Hat das wirklich unser Helmut geschrieben? Ein Marsch in Es-Dur (nach den Worten des Meisters „so wie es sich gehört“), milde postmodern mit kleinen Rückungen, Verrücktheiten, kleinen Ausrutschern in andere Tonalitäten, jedoch letztlich weder durch besondere Radikalität oder ein provokantes „Konzept“ auffallend? Im Grunde ein gut geschriebenes Showstück mit kleinen Doppelbödigkeiten?

Das verwirrt auch Rafael Rennicke auf der Website des Staatsorchesters, der sich virtuos in typische Neue-Musik-Prosa rettet, um dem Ganzen irgendeine tiefe Hintergründigkeit abzuringen.

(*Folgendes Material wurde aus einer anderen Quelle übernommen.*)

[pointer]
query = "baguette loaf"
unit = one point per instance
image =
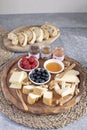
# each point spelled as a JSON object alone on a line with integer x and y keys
{"x": 39, "y": 90}
{"x": 47, "y": 98}
{"x": 29, "y": 34}
{"x": 32, "y": 98}
{"x": 39, "y": 33}
{"x": 27, "y": 89}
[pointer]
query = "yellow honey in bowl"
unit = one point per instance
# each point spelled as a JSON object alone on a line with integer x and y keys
{"x": 53, "y": 67}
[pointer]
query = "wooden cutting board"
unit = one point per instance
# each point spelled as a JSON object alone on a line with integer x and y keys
{"x": 7, "y": 43}
{"x": 38, "y": 108}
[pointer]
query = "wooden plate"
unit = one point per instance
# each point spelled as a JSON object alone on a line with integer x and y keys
{"x": 37, "y": 108}
{"x": 9, "y": 46}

Da wird man von dieser Marschmusik zu einer „neuen veränderten Wahrnehmung des Vertrauten“ gebracht (was eines der Klischees der Neuen Musik zitiert, nämlich das, den Hörer immerfort zu irgendetwas Besserem zu erziehen). Nach Rennickes Worten wird die Marschmelodie „…von Gegenstimmen durchkreuzt, von rhythmischen Widerhaken zersetzt und von »bewegungslosen« Generalpausen sabotiert…“, was in normale-Sterblichen-Sprache übersetzt einfach so viel heißt, dass die Banalität des Marsches ab und zu auch Mal ins Schräge abdriftet.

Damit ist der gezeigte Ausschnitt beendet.